ComicBookBin

Johnny Bullet
DC Comics
Detective Comics 828
By Geoff Hoppe

March 19, 2007 - 12:34

Publisher(s): DC Comics
Writer(s): Paul Dini
Penciller(s): Don Kramer
Inker(s): Wayne Faucher


 

Detec828-thumb.jpg
His chair still has little wheels on the bottom.
Being Bruce Wayne’s friend would probably suck. It doesn’t seem that way, because he’s totally loaded, and Wayne Manor probably has more fun stuff inside than the Playboy Mansion (without the detraction of an octogenarian chauvinist and women with the IQs of house ferns). Unfortunately, being Bruce Wayne’s pal is like being James Bond’s no-strings fling: it looks really cool until you wind up impaled, or eaten by lazer-sharks, or blowed up real good.

 

In Detective Comics #828, Bruce Wayne loses a trusted friend, and suspects foul play.

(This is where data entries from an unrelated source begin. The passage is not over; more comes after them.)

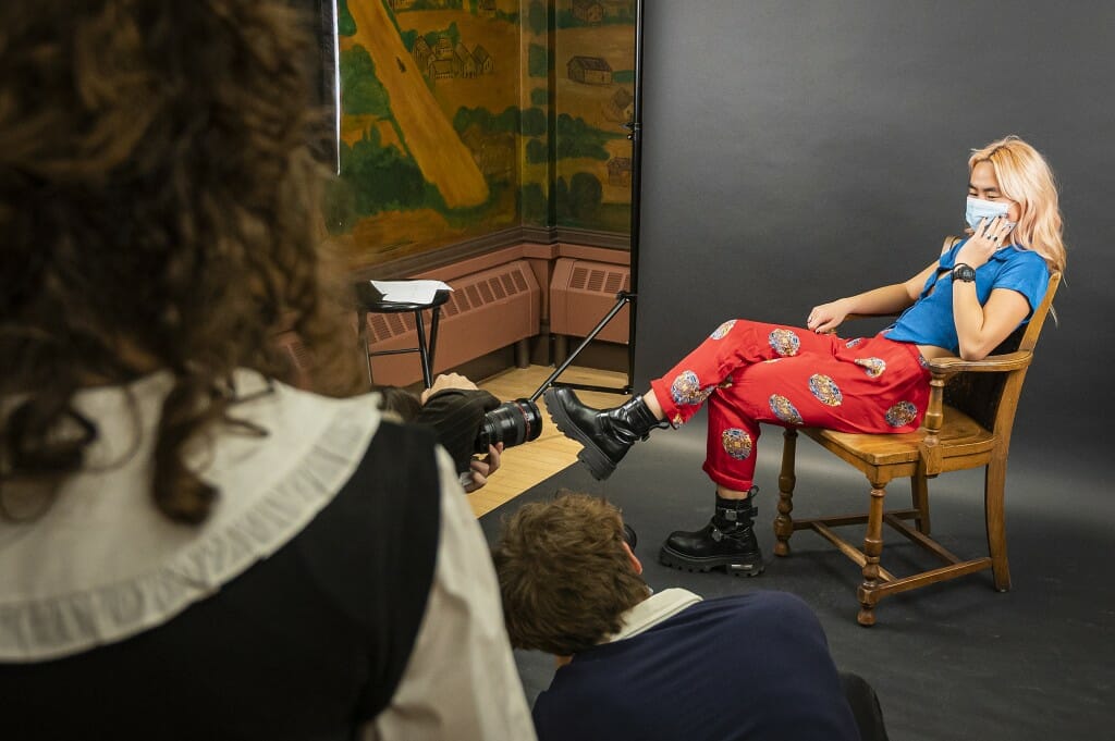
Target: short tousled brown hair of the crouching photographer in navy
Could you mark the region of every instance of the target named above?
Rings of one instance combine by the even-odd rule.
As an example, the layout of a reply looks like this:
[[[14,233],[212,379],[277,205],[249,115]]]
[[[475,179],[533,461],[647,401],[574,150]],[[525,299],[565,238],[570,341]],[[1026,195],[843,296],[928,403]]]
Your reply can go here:
[[[512,645],[569,656],[618,632],[650,596],[623,543],[619,509],[586,494],[559,491],[506,519],[492,557]]]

Naturally, there is foul play, but it’s the specific type that makes this issue interesting.

 

Every issue of Detective Comics should have a story like this one: brooding, slightly dark, and inundated with historical information that reveals Bruce Wayne’s prodigious knowledge of pretty much everything. Paul Dini, longtime writer of Batman: The Animated Series, pens another exquisite short story. Dini’s vision of Gotham in the cartoon was one of futurist angles, Depression-era style, upper-class swank and seedy crime, much like a more interesting, pulpier version of a Raymond Chandler novel. Thank goodness that vision is still present in this issue. Let’s hope Dini sticks around DC—and the Dark Knight—for as long as they’ll have him.    

 

The action scenes are all impressively drawn and composed, like the underwater sequence where Bruce Wayne fights sharks, or the fight that ends the issue. Too bad for Don Kramer, this is a dialogue-heavy issue, and he doesn’t draw static characters well. To make discussion interesting, you have to either a) have the technical abilities of a Jim Lee, or b) know how to do some funky-fresh jives with the layout. Neither of these are Kramer’s specialty, so most of the art actually detracts from the story. The characters’ facial expressions rarely match the content of the plot, and a person who looks fat in one panel will look thin the next.

 

Worth the money? I’ll say no, because of the art. But, if you’re a twentysomething who (like me) longs for the days of Timm and Dini’s animated rendition of the Dark Knight, you could do much worse.